Although mobility might not be the first quality that comes to mind when talking about a 300,000-pound machine, that’s what attracted Chip Broussard to his new Sennebogen 875 R-HD material handler.
Broussard Brothers Inc., a leading marine and construction contractor on the Gulf Coast, is active in oilfield and pipeline projects as well as marine towing, dock and crane services. The company was looking for ways to be more competitive for bids for upcoming government contracts for seawall restoration work, but Broussard Brothers’ largest cable crane would only handle up to 150 tons per hour.
“We originally saw the 875 at CONEXPO,” says Chip Broussard, a third-generation member and current vice president of finance for the family-owned business. ”We also saw a Sennebogan in a rock yard near here; but we bit the bullet at CONEXPO and decided this is our best bet. We had seen similar machines in the area, but nothing of this size, and the other machines have to be welded down to the barge. What intrigued us was that the Sennebogan is on tracks. It doesn’t have to be welded down. At times we might be doing rock work and we want a crane on the ground; then we pick up another job and want to put the Sennebogan on the barge. Because of its versatility, we didn’t have to get another barge!”
Constantino Lannes, the president of Sennebogen LLC, explained another reason the machines are well-suited to marine work.
“All of our machines are engineered on a square footprint,” he said. “The slewing ring is centered on the undercarriage, and its load ratings are equal through 360 degrees of swing. That kind of balance is a valuable safety factor on land or on water, and it also gives the operator more flexibility to load and swing in any direction.”
Flexibility is high on Broussard’s list of qualities that the 875 brings to his fleet. “We can better utilize our different assets according to the application we’re on,” he said. “We just swap the equipment to get the right piece in the right place.”
He added that his 875 also came with a quickchange coupler that lets him easily attach a lifting hook, clamshell bucket or rock grapple.
“It’s very adaptable to our wide range of operations,” Broussard said. “Some of these rock jobs, the stones are very large, more than the clamshell can handle, so we have the grapple for that. We have also done some dredging with it, some maintenance work.”
This was where the 875 first showed off its capacity for production, he said. “We were loading some material barges, one that can hold up to 350 tons. We loaded it in about 20 minutes.”
Broussard said his first dredging project let the 875 shine in optimal conditions. In that situation, with short, easy swing cycles, he estimates that the 875 could move as much as 600 tons per hour.
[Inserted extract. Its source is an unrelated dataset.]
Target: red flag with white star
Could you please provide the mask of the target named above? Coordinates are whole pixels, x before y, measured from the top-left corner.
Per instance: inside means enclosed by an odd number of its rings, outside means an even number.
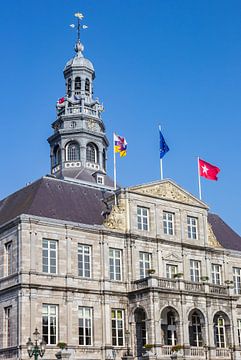
[[[220,172],[220,169],[217,166],[208,163],[207,161],[199,159],[199,171],[200,176],[203,176],[206,179],[218,180],[217,174]]]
But in a more realistic application, such as shoreline restoration work that requires precise placement of man-sized boulders, Broussard said he is confident that the machine can maintain his target of 400 to 500 tons per hour. “We just increased our capacity by a factor of three or four times,” he said.
As Broussard gets the 875 out into more commercial projects, he said he looks forward to bonus profits that the machine will earn with its exceptional fuel efficiency. The giant material handler features Sennebogen’s “Green Hybrid” energy recapture system. An oversize hydraulic cylinder is mounted between the boom’s two lifting cylinders. This cylinder is used to compress gas on each downstroke of the boom. On the upstroke, the captured energy is released, like a compressed spring, to assist in lifting the boom and the load. The mechanical system reduces fuel consumption by as much as 50 percent.
“I’m anticipating that we’ll run on 8 to 10 gallons of diesel per hour: about the same gph. as a large excavator or our cable crane,” he said. “That’s great, but if you compare gallons per ton of material moved, it’s very impressive. We usually bid so many gallons of fuel to do the project; now our fuel cost will be cut in half, or even less.”
With the low operating costs, Broussard said he feels ready to take on the competitive coastal restoration market.
“There’s a lot of people chasing this business, as other sectors have slowed down,” he said. “They’re also investing in new equipment, new excavators, but I don’t know that they’re going to get the efficiency or the gallons of fuel saving that we get, and will not have the size of the 875. Besides, an excavator is not built for this kind of work. You have to add a counterweight to it, and then make other modifications. But this 875 is purpose-built for the kind of material handling we do here.”